- Episode no.: Season 3 Episode 2
- Directed by: Pamela Fryman
- Written by: Chris Harris
- Production code: 3ALH02
- Original air date: October 1, 2007

Guest appearances
- Enrique Iglesias as Gael; Nikki Griffin as Lindsay; Darryl Sivad as Officer Roque; Damon Gameau as Australian Backpacker;

Episode chronology
| ← Previous "Wait for It" | Next → "Third Wheel" |
- How I Met Your Mother season 3

= We're Not from Here =

"We're Not from Here" is the second episode in the third season of the television series How I Met Your Mother and 46th overall. It originally aired on CBS on October 1, 2007 and was directed by Pamela Fryman.

== Plot ==
Future Ted narrates that Robin needed time away following their break-up and enjoyed her vacation with Gael, saying she felt up-tight in New York. Back in the bar she claims to be a different person, but Barney says Robin is still the same, adding that she will realize this and dump Gael soon.

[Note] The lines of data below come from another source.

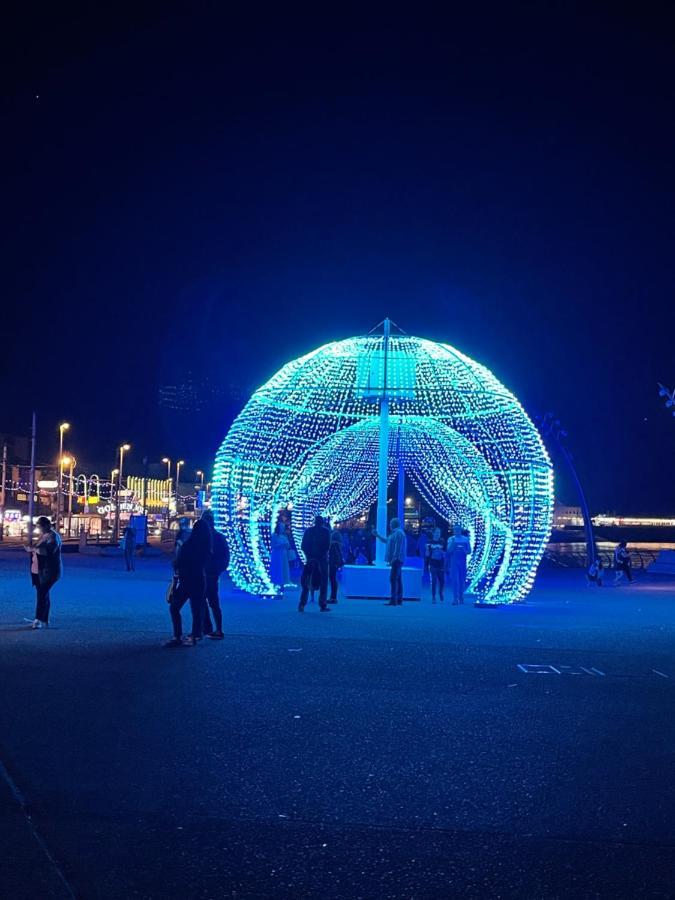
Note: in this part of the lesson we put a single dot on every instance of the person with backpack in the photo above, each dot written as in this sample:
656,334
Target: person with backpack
594,574
215,566
394,556
622,564
315,544
459,547
45,569
129,543
335,562
435,562
190,567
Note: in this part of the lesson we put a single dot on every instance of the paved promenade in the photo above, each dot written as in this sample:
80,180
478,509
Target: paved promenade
421,752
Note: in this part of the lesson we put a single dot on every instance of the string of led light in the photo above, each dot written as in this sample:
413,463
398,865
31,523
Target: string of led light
309,437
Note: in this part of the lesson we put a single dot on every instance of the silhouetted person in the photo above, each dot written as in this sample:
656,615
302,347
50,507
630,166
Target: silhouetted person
45,569
435,558
315,543
622,563
335,562
130,547
190,567
395,557
182,535
458,550
217,563
280,548
594,574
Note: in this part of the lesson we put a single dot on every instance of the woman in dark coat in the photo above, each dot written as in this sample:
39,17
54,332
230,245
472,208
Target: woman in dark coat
45,569
190,568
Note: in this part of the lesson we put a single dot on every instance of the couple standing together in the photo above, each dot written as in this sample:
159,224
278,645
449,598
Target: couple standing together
442,562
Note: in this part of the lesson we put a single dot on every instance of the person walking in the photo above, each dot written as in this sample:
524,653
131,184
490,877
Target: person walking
315,544
435,559
335,562
190,568
182,535
45,569
280,569
395,557
459,547
217,563
130,547
622,564
594,574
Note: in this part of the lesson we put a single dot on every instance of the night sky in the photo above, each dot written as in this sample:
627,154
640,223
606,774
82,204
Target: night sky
196,190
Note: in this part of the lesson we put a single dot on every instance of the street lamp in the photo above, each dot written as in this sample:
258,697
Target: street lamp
64,426
166,460
123,449
70,462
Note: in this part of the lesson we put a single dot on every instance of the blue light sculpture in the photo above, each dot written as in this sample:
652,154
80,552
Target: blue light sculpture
308,439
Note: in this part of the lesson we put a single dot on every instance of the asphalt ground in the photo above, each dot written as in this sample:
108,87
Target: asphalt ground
372,752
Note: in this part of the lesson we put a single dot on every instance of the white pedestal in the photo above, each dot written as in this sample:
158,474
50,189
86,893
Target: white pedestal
372,582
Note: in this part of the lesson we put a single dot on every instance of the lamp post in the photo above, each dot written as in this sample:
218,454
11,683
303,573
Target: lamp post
116,532
64,426
165,459
70,462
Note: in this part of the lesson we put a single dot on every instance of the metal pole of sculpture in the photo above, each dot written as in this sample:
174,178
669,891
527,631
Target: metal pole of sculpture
384,453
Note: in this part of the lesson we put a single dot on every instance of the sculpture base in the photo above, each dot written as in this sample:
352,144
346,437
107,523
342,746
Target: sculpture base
372,582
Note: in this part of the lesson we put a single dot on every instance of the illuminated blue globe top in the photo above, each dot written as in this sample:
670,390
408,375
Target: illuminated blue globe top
308,440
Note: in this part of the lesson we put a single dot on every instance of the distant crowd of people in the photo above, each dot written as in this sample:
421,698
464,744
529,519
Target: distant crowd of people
201,556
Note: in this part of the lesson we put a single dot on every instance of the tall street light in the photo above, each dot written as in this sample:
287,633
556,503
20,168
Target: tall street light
165,459
70,462
123,449
64,426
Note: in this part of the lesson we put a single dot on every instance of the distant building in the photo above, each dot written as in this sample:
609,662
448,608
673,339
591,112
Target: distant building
567,516
18,448
633,521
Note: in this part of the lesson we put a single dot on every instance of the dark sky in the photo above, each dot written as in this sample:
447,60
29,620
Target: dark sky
194,189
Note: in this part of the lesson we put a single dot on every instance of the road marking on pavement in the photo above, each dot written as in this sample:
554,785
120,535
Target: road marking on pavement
21,801
662,674
547,669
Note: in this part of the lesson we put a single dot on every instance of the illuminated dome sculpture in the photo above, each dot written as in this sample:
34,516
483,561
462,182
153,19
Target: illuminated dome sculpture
309,440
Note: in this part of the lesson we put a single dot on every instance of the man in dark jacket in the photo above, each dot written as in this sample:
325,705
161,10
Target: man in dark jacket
315,543
217,564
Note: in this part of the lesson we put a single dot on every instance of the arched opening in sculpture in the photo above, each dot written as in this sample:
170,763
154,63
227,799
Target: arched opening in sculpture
309,439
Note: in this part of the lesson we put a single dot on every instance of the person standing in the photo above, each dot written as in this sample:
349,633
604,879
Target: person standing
217,563
182,535
190,567
315,544
622,564
45,570
459,547
130,547
335,562
435,558
594,574
395,557
280,569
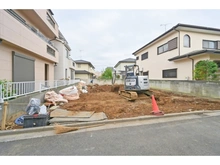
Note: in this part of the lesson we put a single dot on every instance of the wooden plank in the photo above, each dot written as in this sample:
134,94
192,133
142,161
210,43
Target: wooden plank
95,117
77,114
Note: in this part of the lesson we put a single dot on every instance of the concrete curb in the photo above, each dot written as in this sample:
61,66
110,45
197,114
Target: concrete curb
114,121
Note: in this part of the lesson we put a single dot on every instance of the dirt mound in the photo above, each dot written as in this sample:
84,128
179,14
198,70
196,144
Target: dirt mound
105,98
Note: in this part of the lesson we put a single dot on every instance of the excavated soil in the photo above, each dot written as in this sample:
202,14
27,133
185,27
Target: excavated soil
105,98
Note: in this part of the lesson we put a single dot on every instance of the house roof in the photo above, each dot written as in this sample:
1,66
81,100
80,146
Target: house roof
64,39
193,53
127,60
176,28
82,72
83,62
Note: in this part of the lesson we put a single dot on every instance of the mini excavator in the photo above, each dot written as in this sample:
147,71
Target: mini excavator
134,83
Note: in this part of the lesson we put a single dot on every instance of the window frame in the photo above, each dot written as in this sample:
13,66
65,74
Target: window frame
188,45
168,46
50,20
50,51
209,41
168,70
144,56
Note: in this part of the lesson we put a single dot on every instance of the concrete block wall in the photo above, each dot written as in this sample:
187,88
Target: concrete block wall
20,103
195,88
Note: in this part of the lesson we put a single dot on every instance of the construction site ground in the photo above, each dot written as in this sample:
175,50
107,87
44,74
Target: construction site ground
105,98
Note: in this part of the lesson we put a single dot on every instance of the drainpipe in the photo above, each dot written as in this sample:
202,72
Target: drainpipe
192,67
179,41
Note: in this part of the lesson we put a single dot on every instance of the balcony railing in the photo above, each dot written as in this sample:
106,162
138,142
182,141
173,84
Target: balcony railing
33,29
11,90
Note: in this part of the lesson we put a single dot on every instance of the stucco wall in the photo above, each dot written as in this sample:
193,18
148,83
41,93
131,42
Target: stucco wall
156,63
195,88
6,62
12,31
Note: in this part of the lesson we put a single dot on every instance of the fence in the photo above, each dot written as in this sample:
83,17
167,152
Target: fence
9,90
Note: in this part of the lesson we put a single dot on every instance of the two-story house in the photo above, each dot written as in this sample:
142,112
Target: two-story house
120,66
84,70
26,50
65,68
174,54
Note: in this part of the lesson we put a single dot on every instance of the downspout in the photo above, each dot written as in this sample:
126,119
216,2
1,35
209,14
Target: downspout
179,41
192,67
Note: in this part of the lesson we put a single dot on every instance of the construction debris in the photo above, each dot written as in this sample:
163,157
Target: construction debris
52,96
64,129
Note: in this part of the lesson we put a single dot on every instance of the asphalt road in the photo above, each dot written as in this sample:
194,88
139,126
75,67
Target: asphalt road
200,136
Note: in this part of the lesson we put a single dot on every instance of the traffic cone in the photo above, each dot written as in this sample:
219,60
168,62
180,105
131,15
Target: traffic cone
155,108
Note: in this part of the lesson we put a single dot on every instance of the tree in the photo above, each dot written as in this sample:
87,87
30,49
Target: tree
107,74
205,70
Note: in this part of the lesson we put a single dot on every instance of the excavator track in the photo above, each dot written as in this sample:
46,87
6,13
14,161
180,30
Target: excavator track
129,95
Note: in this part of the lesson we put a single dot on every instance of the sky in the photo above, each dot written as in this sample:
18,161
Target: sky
106,36
104,32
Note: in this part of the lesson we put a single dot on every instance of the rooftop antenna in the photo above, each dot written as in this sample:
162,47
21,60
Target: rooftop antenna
80,54
165,25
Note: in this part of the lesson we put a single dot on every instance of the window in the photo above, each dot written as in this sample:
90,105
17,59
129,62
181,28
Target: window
144,56
186,41
170,73
209,44
146,73
50,50
163,48
170,45
50,20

Lamenting how easy it is for Gael to get women simply by being from out of town, Ted and Barney decide to pose as tourists outside MacLaren's and they strike up a conversation with two passing women, Colleen and Lindsay. The women agree to show them around town the following day and Barney suggests they meet outside MacLaren's, but Colleen and Lindsay say it is a lame bar. Ted tries to defend his favorite watering hole without revealing he is a New Yorker. To Ted's dismay, Colleen and Lindsay take him and Barney to a potato restaurant. When the women go to the bathroom, Ted complains about them being lame but Barney convinces Ted to continue with the plan and the women decide to take Ted and Barney to a friend's party. On the cab ride there, Ted questions where they are going and is terrified to learn they are heading for the South Bronx. His fears are confirmed as they end up giving descriptions to the police of three guys who have apparently mugged them. Back on the street, Ted and Barney are invited back to Colleen and Lindsay's place but Ted finally snaps when he finds out that they are actually from New Jersey. Ted chastises the women about not being from New York and derides New Jersey due to his deep seated hatred for the state. He tells them to go home, which they do by getting a ride from the police officers that interviewed them, but said officers also abandon Ted and Barney since one of them was born in Newark, New Jersey.

Lily asks Robin how things are going with Gael and Robin reveals she has become annoyed with things at home that she loved on vacation, such as being hand-fed her food by Gael (dropping spaghetti on her sofa) and him sweeping the table clear to make love to her (breaking her laptop). Robin tries to go with the flow, but when Gael invites some strange Australian backpackers to stay with him and Robin indefinitely, it results in Robin unknowingly eating a marijuana-laced blueberry muffin that one of the backpackers had baked, causing her to say some inappropriate things on the air at her news anchor job. Awoken one night by the sound of bongo drums, Robin confronts "vacation Robin" in the living room who tells her that she has lost her way since coming home. Robin retorts by saying that her vacation self is boring, lame, and getting sand everywhere. As the two are about to kiss, Robin is really woken by drums and finds the group of travelers playing in the living room. She finally gets rid of them by brandishing her gun, but the shouting wakes Gael and Robin tells him they have to break up. Barney toasts the return of the real Robin while she mentions that "vacation Robin" popped up in her dreams again and managed to seduce her.

Meanwhile, Lily and Marshall begin putting together their "death folders" containing useful information should either of them die, which includes a letter to the other, but Marshall is nervous about writing his letter to Lily. He pours his heart (and tears) out over many pages, and once finished, he decides to read Lily's letter to him and is angry to discover it is not as heart-felt as his, instead containing information on her teacher's pension and a reminder to cancel Vogue. Marshall argues with Lily over her loveless letter, resulting in their first fight as a married couple. When he asks her why she could not write a love letter like he did and Lily states it is because she cannot bear to think about not being with him, and that he would just open the letter and read it as soon as she has finished writing anyway. Marshall promises he will not, so Lily agrees to write her letter, but Marshall asks her to make the letter "dirty" and slip in some Polaroids. In November 2029, an older, balding Marshall opens the letter in his office to find Lily busting him both in writing and in her older, alive form for reading it too soon. When Marshall says Lily also broke her promise as there are no naked pictures for him; Lily says she will take some photos – but Marshall does not want them anymore, which offends Lily and sparks an argument.

== Critical response ==

- Donna Bowman of The A.V. Club rated the episode C.
- Staci Krause of IGN gave the episode 5.9 out of 10. This episode received the lowest rating from IGN from all of season 3.